As the Fall 2020 semester progressed, a number of potential improvements were identified with the door screening process. First, student study spaces were scheduled and assigned a desk manually and then uploaded to WebFocus, the Dearborn data reporting tool. A couple of times, the manual file upload was not uploaded before the automatic scripts distributed the data to the building spreadsheets. In addition, as the semester progressed, a number of additional one-off appointments were created all independently of each other and the screening process.

To resolve these issues in addition to making a smoother process for students, faculty, and staff, Dearborn ITS turned to the LibCal product. LibCal, used by libraries across the university, took on a new purpose when it came to scheduling study spaces. This new tool allows users to self-schedule for reservable spaces.

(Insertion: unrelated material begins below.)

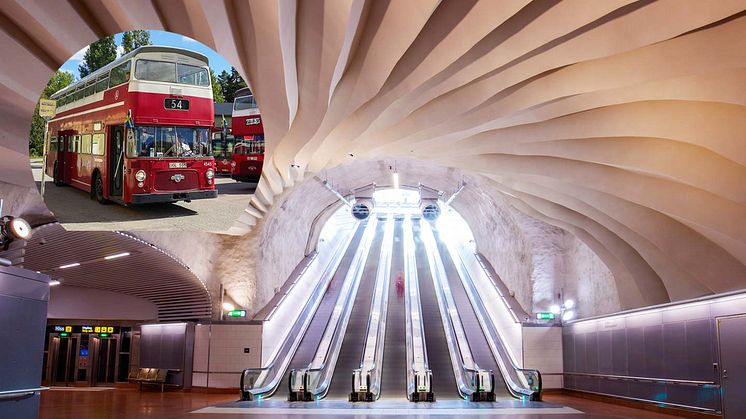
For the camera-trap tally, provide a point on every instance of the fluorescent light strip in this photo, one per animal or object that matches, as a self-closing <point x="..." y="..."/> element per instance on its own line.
<point x="118" y="255"/>
<point x="71" y="265"/>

By leveraging LibCal, Dearborn officials were able to combine disparate home-built scheduling systems into one, centrally-managed system. This system is now configured for student study spaces, faculty and staff work spaces, Mcard appointments, Math Learning Center appointments, Supplemental Instruction, and more. Leveraging the LibCal API, the automated load process now queries LibCal for that day’s schedule, completely removing human intervention. The overall process combines on campus class data from WebFocus with LibCal scheduling data to form one list of all people who should be on campus and screened.

This new, combined system allows for easy contact tracing across all approved reasons for being on campus. It proved an effective tool in contact tracing in the fall. The system logged more than 6,000 card swipes in about two and a half months during the fall semester.